S2 Grupo has expert Computer Engineers assigned to the Association of Computer Engineers with the necessary accreditation to conduct expert reports and extensive experience in expertise of all types (criminal, administrative, labor…). At the request of an expert, staff from our team will analyze the case and, if necessary, conduct and defend the report issued.
As part of an organization, an effective security strategy must maintain a balance between the implementation of appropriate policies, investment in technology and training and awareness of all players involved in the development of corporate activity; since many of the security breaches of any organization have been, historically, related to people
Not surprisingly, an untrained employee, has two main vulnerabilities:
- Increases corporate risk when taking – or stops taking – actions whose risk he ignores, forgets or incorrectly assumes.
- Increases corporate risk when becoming more vulnerable to malicious parties: other employees, social engineering attacks, etc.
Aware of this reality, from S2 Grupo, we consider it appropriate to address audit projects aimed at assessing the degree of vulnerability of corporate human resources as a first step to implementing a Global Awareness Plan on Information Security of an organization.
This service is defined as an analysis process based on the experience of the audit team in the development of security audits on different environments, as well as in the customer’s own experience with its own environment. The sum of experiences and the joint development of the audit allows, in a very short time, to have a view of the security status of an organization in terms of human resources concerns, and plan, based on the result, if need be, the relevant proceedings with an objective basis.

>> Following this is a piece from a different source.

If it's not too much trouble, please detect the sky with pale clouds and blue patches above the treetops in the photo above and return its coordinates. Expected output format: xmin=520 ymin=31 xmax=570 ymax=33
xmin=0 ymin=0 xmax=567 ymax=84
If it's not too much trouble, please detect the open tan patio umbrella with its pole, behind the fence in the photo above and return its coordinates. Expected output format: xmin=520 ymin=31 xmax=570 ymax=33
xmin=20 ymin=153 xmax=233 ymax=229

The audit service is developed from a previously established methodology and conveyed to the staff of the organization through meetings; including inspection of existing documentation and the implementation of social engineering tests, in each case deemed appropriate. The resulting audit report will provide a clear view of the level of risk and define a plan of action based on the criticality of the identified risks.
Faced with a possible security incident, in most cases, it is necessary to conduct a detailed Analysis of scenarios resulting from unauthorized actions that occur in the information systems of the company in order to identify the author, the causes and method used. Next is to define measures to prevent the occurrence of similar incidents in the future.

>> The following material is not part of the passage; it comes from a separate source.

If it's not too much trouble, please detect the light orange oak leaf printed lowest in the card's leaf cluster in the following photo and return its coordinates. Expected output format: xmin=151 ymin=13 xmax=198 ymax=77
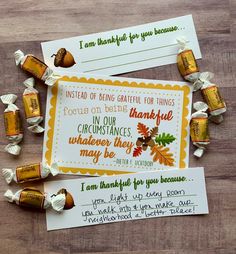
xmin=151 ymin=145 xmax=175 ymax=166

Thus, it allows for appropriate measures to be taken to ensure that the event does not happen again, in addition to learning more in depth about the details.

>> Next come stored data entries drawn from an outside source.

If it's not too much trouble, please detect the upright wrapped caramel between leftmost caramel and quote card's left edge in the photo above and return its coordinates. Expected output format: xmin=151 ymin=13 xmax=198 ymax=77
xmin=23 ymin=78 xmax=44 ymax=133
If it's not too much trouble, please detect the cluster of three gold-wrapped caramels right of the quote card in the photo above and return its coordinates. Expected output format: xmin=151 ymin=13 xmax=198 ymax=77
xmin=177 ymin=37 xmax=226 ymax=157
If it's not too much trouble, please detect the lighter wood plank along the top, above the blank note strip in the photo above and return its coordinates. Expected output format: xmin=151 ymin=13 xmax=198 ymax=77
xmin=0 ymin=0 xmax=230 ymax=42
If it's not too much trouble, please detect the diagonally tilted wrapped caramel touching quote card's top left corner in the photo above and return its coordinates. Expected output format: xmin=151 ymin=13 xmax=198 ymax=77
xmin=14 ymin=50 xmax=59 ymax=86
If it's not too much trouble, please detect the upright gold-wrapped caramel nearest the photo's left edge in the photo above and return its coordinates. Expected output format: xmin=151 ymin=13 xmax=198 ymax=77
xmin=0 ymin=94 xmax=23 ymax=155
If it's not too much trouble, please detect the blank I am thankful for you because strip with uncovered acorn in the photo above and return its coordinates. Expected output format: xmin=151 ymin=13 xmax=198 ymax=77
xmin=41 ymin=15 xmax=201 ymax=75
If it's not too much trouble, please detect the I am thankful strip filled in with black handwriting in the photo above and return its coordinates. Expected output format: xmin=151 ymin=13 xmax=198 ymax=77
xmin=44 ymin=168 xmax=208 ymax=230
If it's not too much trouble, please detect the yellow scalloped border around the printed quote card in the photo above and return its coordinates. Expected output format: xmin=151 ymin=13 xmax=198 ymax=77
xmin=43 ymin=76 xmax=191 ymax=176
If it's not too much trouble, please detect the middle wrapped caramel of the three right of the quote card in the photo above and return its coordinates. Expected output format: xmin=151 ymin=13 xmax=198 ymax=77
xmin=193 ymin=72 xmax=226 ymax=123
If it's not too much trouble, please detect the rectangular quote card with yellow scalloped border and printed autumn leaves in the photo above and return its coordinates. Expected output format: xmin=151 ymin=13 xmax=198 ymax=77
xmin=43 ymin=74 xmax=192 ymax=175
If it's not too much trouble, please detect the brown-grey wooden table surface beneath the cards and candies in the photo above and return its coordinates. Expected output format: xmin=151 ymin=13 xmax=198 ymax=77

S2 Grupo is able to offer its customers forensic analyses on a wide range of technologies (Unix, Windows, IOS, Android, etc…), issuing reports that, with the necessary information in every case, the activities, reasons, signs… of a computer problem that may have lead to an impact for our customers are analyzed.
The problems of semantic security can be regarded as a high risk factor in all types of organizations, especially in those best known by the society – for example, large organizations or the Public Administration, which also tend to be the main target of these attacks because of the media coverage the attacker can get. On the part of S2 GRUPO-CERT the periodic evaluation of this vision of security in our customers is considered very important, so that the execution of this type of analysis by the staff of our security center arises.
For the execution of these analyses, security technicians from the center will conduct a process of obtaining information (information gathering) against the requesting client, and against the most representative figures thereof. From the results of this analysis, a manual check of the data obtained will be made and verified that they do not introduce risks of any kind on our customers, paying particular attention to reputational risks, but without neglecting others as the legal or technical ones.
Given the ease of copying and distribution of resources through the Internet, it is common to find websites that make use of material belonging to an entity without the consent of the same, either for personal gain or for the degradation of the image used. In the same way and with the advent of social networks, it is increasingly common to find cases in which profiles that try to impersonate people or organizations are created. Therefore, by using automated monitoring tools and manual reviews, our detection systems will be able to identify those websites that use logos, banners, identity references or simply unauthorized resources belonging to entities or individuals to be protected, by designing, implementing and deploying a series of webspiders able to identify patterns, keywords and protected images and, thus, monitor the digital reputation of our clients, the unauthorized use of their image or brand and possible digital impersonation on the Internet.
Additionally, thanks to the anonymity of the Internet and the use of social networks, blogs or notification systems like Twitter, it is possible to find cases in which an action is taken that damages the reputation of a person or entity by publishing and distributing distorted information. From S2 GRUPO-CERT a number of webspiders are designed, implemented and deployed that allow tracing defamatory information based on preset signature patterns, generating alerts able to identify comments that may harm the image of the entities.
Services associated with monitoring semantic security will run regularly from S2 GRUPO-CERT, thus turning the audit into a security semantics monitoring of our customers, and automating, as far as possible, the generation and processing of results for the center; as a result of this service audit reports (detailed) and simple briefing notes addressed to particular persons or organizations will be issued, indicating the results, recommendations and guidelines issued from S2 GRUPO-CERT in each case.